Session state management is the architectural constraint that makes or breaks long-running agentic systems. The model reads the entire session history on every turn, so every tool call, every file read, every intermediate result consumes tokens. As the session grows, the model eventually hits stop_reason: "max_tokens" mid-task. The fix is progressive state management: track what to keep (case facts), what to compress (verbose reasoning), and what to page (file contents).
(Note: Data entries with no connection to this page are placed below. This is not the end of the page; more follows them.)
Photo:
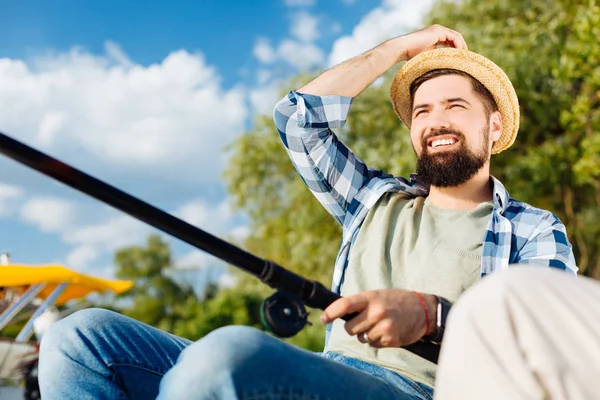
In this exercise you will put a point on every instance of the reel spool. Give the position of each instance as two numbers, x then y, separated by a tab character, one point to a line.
284	314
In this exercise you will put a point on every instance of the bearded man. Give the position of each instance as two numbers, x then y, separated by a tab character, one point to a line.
409	248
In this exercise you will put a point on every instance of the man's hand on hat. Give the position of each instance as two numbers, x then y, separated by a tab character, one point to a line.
386	318
428	38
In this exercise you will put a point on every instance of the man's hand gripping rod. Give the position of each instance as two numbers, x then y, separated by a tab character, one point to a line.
283	313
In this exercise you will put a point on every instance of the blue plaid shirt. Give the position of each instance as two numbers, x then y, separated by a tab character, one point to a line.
517	233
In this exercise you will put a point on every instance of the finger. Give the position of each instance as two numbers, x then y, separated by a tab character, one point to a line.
343	306
461	39
360	323
449	38
375	335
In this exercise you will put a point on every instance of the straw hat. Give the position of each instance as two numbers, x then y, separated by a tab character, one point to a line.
479	67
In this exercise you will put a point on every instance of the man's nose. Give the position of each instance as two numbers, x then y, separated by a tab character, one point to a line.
437	120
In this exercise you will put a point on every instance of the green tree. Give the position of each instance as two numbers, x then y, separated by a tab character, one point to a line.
156	298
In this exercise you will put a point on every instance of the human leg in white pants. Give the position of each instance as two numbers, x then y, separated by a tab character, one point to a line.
526	333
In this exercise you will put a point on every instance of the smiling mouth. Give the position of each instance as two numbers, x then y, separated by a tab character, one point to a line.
441	143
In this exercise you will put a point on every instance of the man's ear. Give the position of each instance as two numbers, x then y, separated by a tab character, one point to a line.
495	126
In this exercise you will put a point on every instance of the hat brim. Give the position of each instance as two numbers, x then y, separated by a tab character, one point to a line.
476	65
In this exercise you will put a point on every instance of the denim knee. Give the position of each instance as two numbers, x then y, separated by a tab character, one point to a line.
64	333
219	361
227	347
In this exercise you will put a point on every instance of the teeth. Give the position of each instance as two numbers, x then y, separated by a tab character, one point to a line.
442	142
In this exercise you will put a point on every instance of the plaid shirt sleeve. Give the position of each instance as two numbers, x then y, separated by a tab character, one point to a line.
548	245
330	170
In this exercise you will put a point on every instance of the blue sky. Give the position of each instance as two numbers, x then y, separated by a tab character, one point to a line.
145	95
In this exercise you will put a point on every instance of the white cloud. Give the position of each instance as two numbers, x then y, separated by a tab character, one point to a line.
109	235
299	3
264	98
335	28
49	214
81	256
300	55
9	196
264	52
393	18
305	27
194	260
82	107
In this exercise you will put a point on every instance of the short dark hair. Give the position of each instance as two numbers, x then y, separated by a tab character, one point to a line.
484	95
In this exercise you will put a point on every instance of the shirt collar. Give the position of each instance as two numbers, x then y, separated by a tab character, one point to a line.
500	193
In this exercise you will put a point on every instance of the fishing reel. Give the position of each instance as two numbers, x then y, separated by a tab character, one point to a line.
284	314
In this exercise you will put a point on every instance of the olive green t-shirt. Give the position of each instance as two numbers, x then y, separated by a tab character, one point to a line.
408	243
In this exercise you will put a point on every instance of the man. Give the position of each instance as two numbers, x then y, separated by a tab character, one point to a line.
524	333
408	249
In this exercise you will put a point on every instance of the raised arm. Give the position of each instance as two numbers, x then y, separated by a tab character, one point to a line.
305	117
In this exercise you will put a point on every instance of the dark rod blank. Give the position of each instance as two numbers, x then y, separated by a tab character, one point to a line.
313	293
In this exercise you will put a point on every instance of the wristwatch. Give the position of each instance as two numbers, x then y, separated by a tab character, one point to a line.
443	308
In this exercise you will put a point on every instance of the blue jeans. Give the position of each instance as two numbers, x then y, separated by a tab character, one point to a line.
98	354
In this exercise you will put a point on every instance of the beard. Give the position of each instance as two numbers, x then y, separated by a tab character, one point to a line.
451	168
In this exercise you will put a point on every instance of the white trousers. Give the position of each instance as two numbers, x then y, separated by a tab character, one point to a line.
525	333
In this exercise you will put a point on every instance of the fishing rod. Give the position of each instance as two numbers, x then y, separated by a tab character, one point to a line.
283	314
Three layers govern state lifecycle in production. In-session: as work progresses, intermediate outputs can be summarized; critical facts (customer ID, refund amount) stay in a case-facts block. Inter-session: when a task ends, context can persist via the project Instructions panel or working files. Subagent handoff: a subagent runs its own session, then returns only a structured summary, not its full reasoning.

The deepest anti-pattern is progressive summarization without immutable facts. Repeatedly summarizing erases specific transactional details. A refund of $247.83 becomes "around $250". A customer ID becomes "the account mentioned earlier". The fix is structural: extract immutable case facts once at the start, preserve them verbatim through every summarization pass. Summaries compress reasoning, never facts.

## How it works

Session state begins with initialization. In Claude Code, a session starts when you create a task; the harness reads project Instructions, loads global preferences, and appends the user's task description. For subagents, initialization is different: the parent agent writes a focused prompt, and the subagent boots with a custom system prompt. Every piece of context the subagent needs must be explicitly passed in the delegating prompt, never assumed.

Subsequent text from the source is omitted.